MSA Manual revision 3 Attribute Data - Signal Detection Formula

[TommyT - 2003]

Rev. 3, p. 134:
"d" is an estimate of the width of region II areas and, thus, an estimate of the GRR=5.15xSDgrr"
d= 0.0237915
How do they make the jump to %GRR = 24% ?
(10/29/02 Errata changes it to 29%, I know, but I still can't figure the math here.)
GRR math experts available ?
Thankful Tommy.

 

[TommyT - 2003]

Statistics - the answer

I got a very quick response on this by using the AIAG website.
Submitted question:
Rev. 3, p. 134:
"d" is an estimate of the width of region II areas and, thus, an estimate of the GRR=5.15xSDgrr" d= 0.0237915
How do they make the jump to %GRR = 24% ?
(10/29/02 Errata changes it to 29%, I know, but I still can't figure the math here.)

Answer:
The d=0.0237915 is the 5.15 * std dev(GRR). To determine the %GRR we need (1) to determine the std dev (GRR) and the process/target std dev. Since the process variation exceeds the tolerance we use the estimated std dev based on the tolerance = 6 * std dev. The tolerance range is .095 (this was not given in the
example). Putting the pieces together yields a GRR percent of 29% = (100%)*std dev (grr)/std dev (target std dev) = (100%)*(0.0237915/5.15)/(.095/6).

This worked out exactly.

 

[Atul Khandekar]

TommyT,

Thanks a lot for that explanation.

I arrived at this figure in the following way:
Example says that the gage had a GRR of 25% of tolerance (p.126). If you actually calculate the mean of the tolerance range (from the given values), it comes out to 0.0956635. However what confused me was the figure 28 on p. 126 and the fact that the manual states that the process has Pp=Ppk=0.5: together this would make the tolerance=0.1

The manual further states (p.134) that "the goodness of this estimate depends on the sample size and how close the sample represents the process. The larger the sample, the better the estimate." I interprete this to mean that if you have a larger sample size, the calculated tolerance range would approximate to 0.1

Is this correct?

Rgds,

- Atul

 

[TommyT - 2003]

Yes, I think you are correct.
However, I am not very used to these statistical methods. The MSA r.3 seems to be loaded with new interpretations that are different than what I am used to. It's much more complex.

 

[kinwaiw]

Re: MSAr3 Attrib.-Signal Detection Formula

I have a question, MSA ver3, p134,
do you know how to calculate dLSL & dUSL, although it shows
dLSL=0.470832-0.446697=0.024135
dUSL=0.566152-0.542704=0.023448
why subtract 0.446697 from 0.470832 in dLSL?
and why subtract 0.542704 from 0.566152 in dUSL?

Thanks

 

[Marc]

How to calculate dLSL & dUSL

Can anyone help on post 5 - How to calculate dLSL & dUSL?

 

[Atul Khandekar]

Re: How to calculate dLSL & dUSL

From the table on Page 134, these are the limits of the 'Zone of ambiguity' at LSL and USL.

 

[Gagandeep S. Datta]

Atul,

How do we calculate the zone of ambiguity?

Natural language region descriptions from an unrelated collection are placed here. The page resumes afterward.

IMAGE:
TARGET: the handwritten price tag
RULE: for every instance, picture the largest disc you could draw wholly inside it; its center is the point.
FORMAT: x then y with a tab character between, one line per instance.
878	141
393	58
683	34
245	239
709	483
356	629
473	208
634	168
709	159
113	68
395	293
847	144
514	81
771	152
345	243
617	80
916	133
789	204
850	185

If LSL =.45, USL=.55, GRR% = 25% is there a formula to calculate zone of ambiguity?

 

[Rameshwar25]

dear all
pl go my previous post. it will help
http://elsmar.com/Forums/showthread.php?t=46613

regards
rameshwar

 

[Atul Khandekar]

Gagandeep, parts need to be ordered by their Reference Value. Then parts that are clearly bad or out of spec on both sides are all called "Bad" (Code -) by all appraisers, parts that are clearly good are called "Good" by all appraisers (Code +). Some ambiguity may exist for borderline parts (Code x) near USL as well as near LSL.

Please see Rameshwar's Excel file above that explains the calculations beautifully.
Thanks, Rameshwar!